FPC General Manager Dr Paul Biggs today welcomed a new report from the Department of Environment and Conservation (DEC), providing an exceptionally high level of detail on diverse ecotype zones (DEZs) in Chester coupe.

Dr Biggs said, “Harvesting in Chester has been the subject of much public debate over the last few months, so this latest report is important to prove to the public that DEC is subjecting the harvest operation to the highest level of scrutiny.”

“The whole of Chester coupe measures just over 1,300 hectares. The current harvest plan is restricted to a small area, measuring only about 200 hectares, in the north-west corner of the coupe. In practice, this means a maximum of about 135 hectares will actually be harvested.”

“This part of Chester has been harvested before and has grown back. FPC has always been aware that many parts of Chester block contain zones of high biodiversity and woodland and, of course, we will stay out of those areas.”
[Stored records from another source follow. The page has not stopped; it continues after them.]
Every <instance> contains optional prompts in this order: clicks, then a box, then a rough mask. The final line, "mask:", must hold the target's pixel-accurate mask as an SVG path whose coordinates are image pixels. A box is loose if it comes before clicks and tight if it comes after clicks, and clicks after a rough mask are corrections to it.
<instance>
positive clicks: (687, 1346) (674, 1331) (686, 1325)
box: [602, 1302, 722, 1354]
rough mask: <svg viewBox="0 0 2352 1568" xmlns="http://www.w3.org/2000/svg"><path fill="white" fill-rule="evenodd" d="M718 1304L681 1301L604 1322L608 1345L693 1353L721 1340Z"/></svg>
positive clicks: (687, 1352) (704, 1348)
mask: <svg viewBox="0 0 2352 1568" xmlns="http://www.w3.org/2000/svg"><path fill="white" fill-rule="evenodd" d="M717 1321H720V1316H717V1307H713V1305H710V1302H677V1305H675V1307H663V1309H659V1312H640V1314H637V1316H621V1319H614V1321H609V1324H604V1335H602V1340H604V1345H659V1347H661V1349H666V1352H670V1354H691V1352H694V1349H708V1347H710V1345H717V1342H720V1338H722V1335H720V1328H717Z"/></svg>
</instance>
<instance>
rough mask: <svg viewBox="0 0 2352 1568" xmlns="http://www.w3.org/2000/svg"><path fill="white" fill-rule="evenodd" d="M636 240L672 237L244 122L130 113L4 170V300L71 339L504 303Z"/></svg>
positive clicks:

“The new report from DEC has identified 27 hectares of diverse ecotype zones, which will now be protected as informal reserves.”

“This will mean nearly 500 hectares of Chester will be protected in informal reserves, leaving around 800 hectares which is theoretically available for harvest. In practice, as I’ve said before, FPC currently intends to harvest about 135 hectares in the north-west corner. That’s roughly a sixth of the available area, or 10% of the total coupe.”

“Based on this new report from DEC, FPC will review its harvest plans for Chester and we may make some changes to our original plan. DEC has indicated the entire area is already affected by dieback, which will obviously be having an impact on biodiversity. We may have to change the layout of our tracks into the coupe and that would mean we have to do another flora survey. Naturally, any changes will also require further sign-off from DEC before we go ahead.”

“I believe this situation proves the Western Australian public should be proud that our local environmental assessment processes are much stronger than in most other parts of the world. I strongly advise all members of the WA community to show their support for the environment and the local economy by actively choosing WA timber for furniture and construction.”